If a second copy of a sound arrives within roughly the first 40 milliseconds, you hear one louder sound, not an echo.
A second copy under ~40 ms fuses into one sound, located at whichever arrives first.
What it is
If a second copy of a sound arrives within about the first 40 ms, you hear one fused sound, not an echo.
Key facts
Fusion window: roughly 1-40 ms delay = heard as ONE sound, not two.
Localisation locks to the FIRST-arriving wavefront, even if the later copy is up to ~10 dB LOUDER.
Echo threshold: past ~40-50 ms (speech) you start hearing a distinct echo / slap.
Music tolerates longer (~50-80 ms) before splitting; clicks/transients split as early as ~5 ms.
Speed of sound in air = 343 m/s at 20 C (about 1130 ft/s).
Distance per ms of delay = 0.343 m (34.3 cm) per millisecond.
Delay time formula: time (ms) = distance (m) divided by 0.343 (or distance in metres x 2.91).
Below ~1 ms the two copies sum into comb filtering and image shift, NOT Haas fusion.
+6 dB = doubling sound pressure (2x voltage); +10 dB = roughly 2x perceived loudness.
-3 dB = half the power (half-power point); -6 dB = half the pressure.
How it works
Take a sound and a copy of it from a second source.
Delay the copy by about 1 to 40 ms.
Brain fuses the two into a single sound (precedence effect).
Perceived location snaps to whichever arrives FIRST.
Image can be pulled toward the first speaker even if the second is louder.
Push delay past ~40-50 ms and the copy splits off as an audible echo.
Real examples
Mono vocal copied to a second speaker 15 ms late: image still snaps to the first speaker, not the centre.
Stereo widener plugin: pan one side, delay the copy 10-25 ms to fatten a guitar or synth.
Delay-tower / fill speaker timed so the audience still hears the sound as coming from the stage.
Slap clap in a small tiled room: reflections under 40 ms make one big clap, not an echo.
Doubling a DI bass with a 20 ms delayed copy to add width without obvious repeat.
How it helps in live sound
Delay/fill towers: add (distance in metres x 2.91) ms so the fill fires AFTER the main, keeping the image on stage.
Add a small extra 5-15 ms 'Haas offset' on top of physical delay so the audience localises to the stage, not the nearest box.
Stereo width: duplicate a mono track, pan hard L/R, delay one side 10-30 ms (watch mono fold-down for comb filtering).
Centre-cluster vocal louder but timed first keeps the vocal image centred over wide L/R PA.
Keep all Haas delays under ~40 ms or you get slapback; check the worst seat, not just front-of-house.
Speed of sound shifts ~0.6 m/s per degree C, so re-time delays if temperature swings a lot outdoors.
Everyday analogy
Clapping once in a tiled bathroom: the quick reflections do not sound like extra claps, they just make the one clap sound bigger and closer to where it started.
Watch out
Myth: the louder speaker always wins the image.
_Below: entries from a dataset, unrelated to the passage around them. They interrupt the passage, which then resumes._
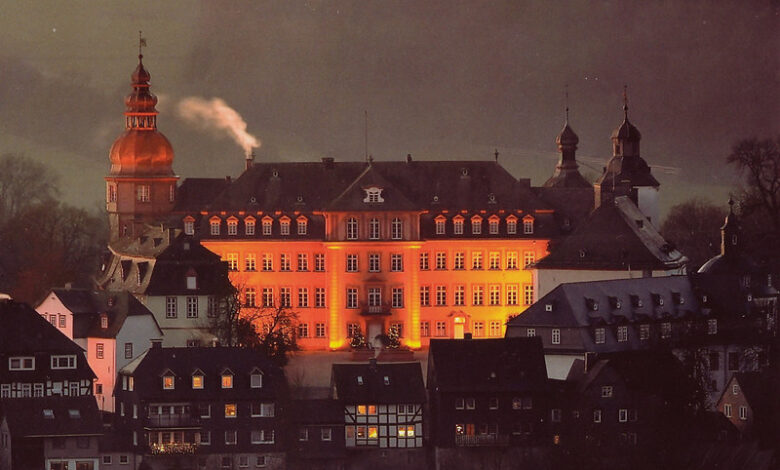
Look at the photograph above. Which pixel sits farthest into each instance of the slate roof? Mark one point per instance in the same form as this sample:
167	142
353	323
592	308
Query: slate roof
501	365
149	369
405	383
310	186
615	237
26	419
87	306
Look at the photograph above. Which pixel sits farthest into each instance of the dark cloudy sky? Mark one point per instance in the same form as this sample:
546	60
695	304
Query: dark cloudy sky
439	79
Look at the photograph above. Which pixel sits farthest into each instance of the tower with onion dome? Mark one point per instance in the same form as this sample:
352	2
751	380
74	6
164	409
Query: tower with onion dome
141	185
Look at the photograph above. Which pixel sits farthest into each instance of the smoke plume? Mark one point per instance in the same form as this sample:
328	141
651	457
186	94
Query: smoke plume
217	116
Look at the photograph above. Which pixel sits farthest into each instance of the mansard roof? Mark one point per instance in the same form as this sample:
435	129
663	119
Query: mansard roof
309	186
88	306
365	383
614	237
505	364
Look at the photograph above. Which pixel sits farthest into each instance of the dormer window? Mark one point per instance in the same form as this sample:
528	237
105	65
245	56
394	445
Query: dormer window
189	225
284	226
373	195
476	225
457	225
214	224
441	225
232	226
267	224
227	379
303	225
528	225
511	225
493	224
256	378
249	225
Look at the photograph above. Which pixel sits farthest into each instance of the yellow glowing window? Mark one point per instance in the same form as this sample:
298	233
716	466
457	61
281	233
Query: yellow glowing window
227	381
168	383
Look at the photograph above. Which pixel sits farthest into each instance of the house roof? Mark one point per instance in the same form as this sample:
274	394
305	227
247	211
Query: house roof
396	382
26	417
502	364
614	237
88	305
182	363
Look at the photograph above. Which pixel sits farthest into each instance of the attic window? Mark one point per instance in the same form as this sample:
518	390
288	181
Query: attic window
373	195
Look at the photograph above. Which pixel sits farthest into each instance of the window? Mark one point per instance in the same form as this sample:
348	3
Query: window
142	193
441	224
250	297
63	362
396	229
232	260
495	328
352	228
476	260
396	262
352	263
170	307
374	229
600	336
319	297
425	296
494	260
249	225
232	226
424	261
398	297
373	263
303	297
457	225
352	297
441	260
284	226
478	294
285	263
460	295
250	262
476	225
556	336
268	297
192	307
267	226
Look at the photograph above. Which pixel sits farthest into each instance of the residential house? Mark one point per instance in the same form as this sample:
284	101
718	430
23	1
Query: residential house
112	327
213	408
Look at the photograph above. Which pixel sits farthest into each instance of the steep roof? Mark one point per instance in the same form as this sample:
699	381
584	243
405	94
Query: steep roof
365	383
502	364
615	237
87	307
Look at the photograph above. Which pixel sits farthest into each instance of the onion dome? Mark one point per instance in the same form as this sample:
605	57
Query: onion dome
141	150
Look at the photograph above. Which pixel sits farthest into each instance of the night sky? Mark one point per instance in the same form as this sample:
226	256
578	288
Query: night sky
439	80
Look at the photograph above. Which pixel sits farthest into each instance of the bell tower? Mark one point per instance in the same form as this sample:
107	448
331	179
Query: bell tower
141	185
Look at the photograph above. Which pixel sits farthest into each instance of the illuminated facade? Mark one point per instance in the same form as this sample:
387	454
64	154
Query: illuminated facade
427	249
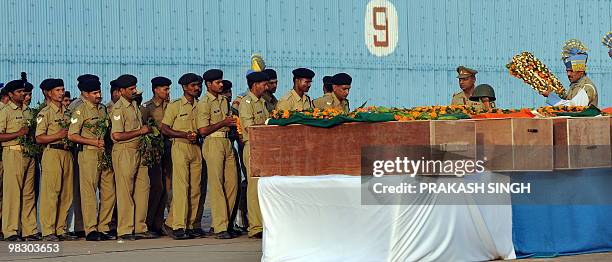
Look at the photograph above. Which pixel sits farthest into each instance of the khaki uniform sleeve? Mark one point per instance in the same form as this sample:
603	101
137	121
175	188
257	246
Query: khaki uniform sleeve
170	115
456	100
144	111
76	123
3	120
591	93
308	104
203	114
117	120
283	105
247	117
42	124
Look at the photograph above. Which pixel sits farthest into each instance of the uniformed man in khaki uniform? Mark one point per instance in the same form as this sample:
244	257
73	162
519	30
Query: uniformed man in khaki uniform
131	177
582	91
179	123
467	81
158	175
92	180
213	122
337	99
77	213
253	112
296	98
327	85
18	202
115	95
268	96
234	137
56	180
4	100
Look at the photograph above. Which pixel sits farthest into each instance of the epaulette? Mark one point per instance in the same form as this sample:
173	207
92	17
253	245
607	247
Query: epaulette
286	96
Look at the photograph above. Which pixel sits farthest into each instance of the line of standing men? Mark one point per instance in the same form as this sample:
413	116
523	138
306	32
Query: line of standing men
132	196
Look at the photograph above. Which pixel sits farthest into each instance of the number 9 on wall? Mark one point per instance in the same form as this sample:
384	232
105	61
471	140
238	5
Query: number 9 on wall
381	32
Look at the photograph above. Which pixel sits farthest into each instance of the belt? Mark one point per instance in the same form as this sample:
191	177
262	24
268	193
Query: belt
221	134
15	147
90	147
128	145
183	140
59	146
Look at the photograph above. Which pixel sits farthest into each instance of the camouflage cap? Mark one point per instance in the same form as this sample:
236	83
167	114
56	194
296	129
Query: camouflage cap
464	72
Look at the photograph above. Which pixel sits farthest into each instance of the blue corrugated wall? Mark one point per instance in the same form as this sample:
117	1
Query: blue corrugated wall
65	38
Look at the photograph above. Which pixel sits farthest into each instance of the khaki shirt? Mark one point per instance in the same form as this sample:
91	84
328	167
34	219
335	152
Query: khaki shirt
152	109
292	101
252	112
330	100
109	107
125	117
212	110
77	102
270	101
86	113
50	120
180	115
588	86
459	98
12	118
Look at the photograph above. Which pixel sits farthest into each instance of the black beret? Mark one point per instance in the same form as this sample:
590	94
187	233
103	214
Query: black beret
160	81
51	83
271	73
327	80
13	85
342	79
257	77
113	84
227	84
212	75
303	73
190	78
89	85
87	76
125	81
29	87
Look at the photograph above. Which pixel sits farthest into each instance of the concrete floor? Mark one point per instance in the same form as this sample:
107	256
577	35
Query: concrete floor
240	249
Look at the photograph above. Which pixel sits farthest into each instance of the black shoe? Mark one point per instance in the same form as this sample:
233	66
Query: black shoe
234	233
79	234
179	234
68	237
258	235
127	237
14	238
51	237
35	237
167	230
223	235
195	233
146	235
108	235
93	236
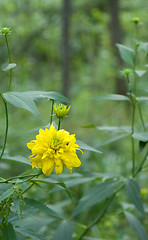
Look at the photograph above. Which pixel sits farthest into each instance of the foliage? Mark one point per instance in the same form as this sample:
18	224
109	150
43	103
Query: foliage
98	200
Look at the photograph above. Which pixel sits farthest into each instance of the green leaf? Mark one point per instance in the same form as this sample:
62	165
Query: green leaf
115	129
84	146
142	99
30	233
17	207
18	159
10	66
136	226
60	184
6	194
38	95
111	140
141	136
19	99
140	73
126	53
94	196
64	231
8	232
41	207
114	97
134	194
141	146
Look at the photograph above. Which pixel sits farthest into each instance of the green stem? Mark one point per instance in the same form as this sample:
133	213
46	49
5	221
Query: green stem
59	124
9	61
51	117
141	117
6	130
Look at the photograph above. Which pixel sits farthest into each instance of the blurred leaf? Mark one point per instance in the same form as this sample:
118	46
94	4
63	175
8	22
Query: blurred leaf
142	136
38	95
19	159
8	232
142	99
30	233
141	146
140	73
41	207
115	97
137	226
64	231
84	146
19	99
94	196
115	129
10	66
60	184
114	139
17	207
126	53
134	194
6	194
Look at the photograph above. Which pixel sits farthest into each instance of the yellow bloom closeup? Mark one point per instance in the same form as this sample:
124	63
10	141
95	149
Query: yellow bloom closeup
61	110
54	149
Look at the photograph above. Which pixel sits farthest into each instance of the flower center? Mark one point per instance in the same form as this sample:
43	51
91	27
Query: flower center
56	143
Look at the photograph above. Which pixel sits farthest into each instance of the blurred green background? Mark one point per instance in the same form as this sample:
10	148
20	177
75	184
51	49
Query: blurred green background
69	47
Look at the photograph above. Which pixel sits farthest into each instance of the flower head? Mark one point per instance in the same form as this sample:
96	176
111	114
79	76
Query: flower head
5	30
54	149
61	110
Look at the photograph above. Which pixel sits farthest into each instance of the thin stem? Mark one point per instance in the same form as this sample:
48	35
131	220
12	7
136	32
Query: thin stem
51	117
141	117
133	128
9	61
6	130
59	124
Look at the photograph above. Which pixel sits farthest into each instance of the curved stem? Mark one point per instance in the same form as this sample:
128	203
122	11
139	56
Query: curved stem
51	117
6	130
9	61
59	124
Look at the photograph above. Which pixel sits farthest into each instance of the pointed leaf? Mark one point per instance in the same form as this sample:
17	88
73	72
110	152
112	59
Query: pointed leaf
10	66
64	231
30	233
136	226
134	194
6	194
141	136
8	232
140	73
19	99
114	97
42	207
95	195
126	53
84	146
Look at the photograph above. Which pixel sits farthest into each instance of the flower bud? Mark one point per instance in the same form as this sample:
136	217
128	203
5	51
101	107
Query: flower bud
5	30
127	72
136	20
61	110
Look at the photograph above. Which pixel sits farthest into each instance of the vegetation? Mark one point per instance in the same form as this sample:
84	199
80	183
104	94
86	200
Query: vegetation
91	55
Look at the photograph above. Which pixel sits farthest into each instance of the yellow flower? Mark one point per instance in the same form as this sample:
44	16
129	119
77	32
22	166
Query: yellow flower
61	110
54	149
144	191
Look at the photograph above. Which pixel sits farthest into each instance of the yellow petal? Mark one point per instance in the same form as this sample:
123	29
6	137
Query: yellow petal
48	166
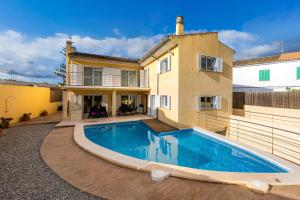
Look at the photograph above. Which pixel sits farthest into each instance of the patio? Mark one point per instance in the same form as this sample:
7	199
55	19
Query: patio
103	179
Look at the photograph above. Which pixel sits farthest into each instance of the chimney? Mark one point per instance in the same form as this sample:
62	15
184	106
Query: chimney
179	25
69	47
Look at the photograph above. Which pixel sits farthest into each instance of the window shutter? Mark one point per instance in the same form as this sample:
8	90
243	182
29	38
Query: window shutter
142	78
218	102
219	65
158	66
198	98
169	63
148	105
199	61
169	102
157	101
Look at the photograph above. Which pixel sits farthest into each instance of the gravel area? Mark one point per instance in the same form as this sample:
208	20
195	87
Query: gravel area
23	174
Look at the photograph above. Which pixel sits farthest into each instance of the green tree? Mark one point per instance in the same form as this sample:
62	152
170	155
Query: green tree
60	71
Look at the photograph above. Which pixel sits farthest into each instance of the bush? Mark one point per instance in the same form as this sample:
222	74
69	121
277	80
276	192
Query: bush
59	108
44	113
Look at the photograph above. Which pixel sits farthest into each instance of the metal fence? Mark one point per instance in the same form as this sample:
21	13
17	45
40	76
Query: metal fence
105	79
274	139
290	99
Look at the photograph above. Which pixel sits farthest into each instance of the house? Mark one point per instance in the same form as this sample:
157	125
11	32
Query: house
183	75
19	97
273	73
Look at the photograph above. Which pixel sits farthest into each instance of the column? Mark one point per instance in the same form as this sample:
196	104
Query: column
114	103
65	104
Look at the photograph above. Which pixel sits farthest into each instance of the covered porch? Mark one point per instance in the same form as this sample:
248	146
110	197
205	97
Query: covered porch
86	102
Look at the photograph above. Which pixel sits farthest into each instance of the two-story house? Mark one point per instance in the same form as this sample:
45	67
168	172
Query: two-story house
273	73
180	77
Truth: under ~40 ms the FIRST-arriving sound wins localisation even if the second is up to ~10 dB louder.
Fun fact
A delayed copy can be up to about 10 dB LOUDER than the original yet your brain still places the sound at the quieter, first-arriving speaker.
Key takeaways
First wavefront wins: you localise to whatever sound arrives first.
Under ~40 ms = one fused sound; over ~40-50 ms = audible echo.
Sound travels 34.3 cm per millisecond (343 m/s at 20 C).
Louder does not beat earlier inside the fusion window (up to ~10 dB).
Use it to widen or steer a PA without creating slapback.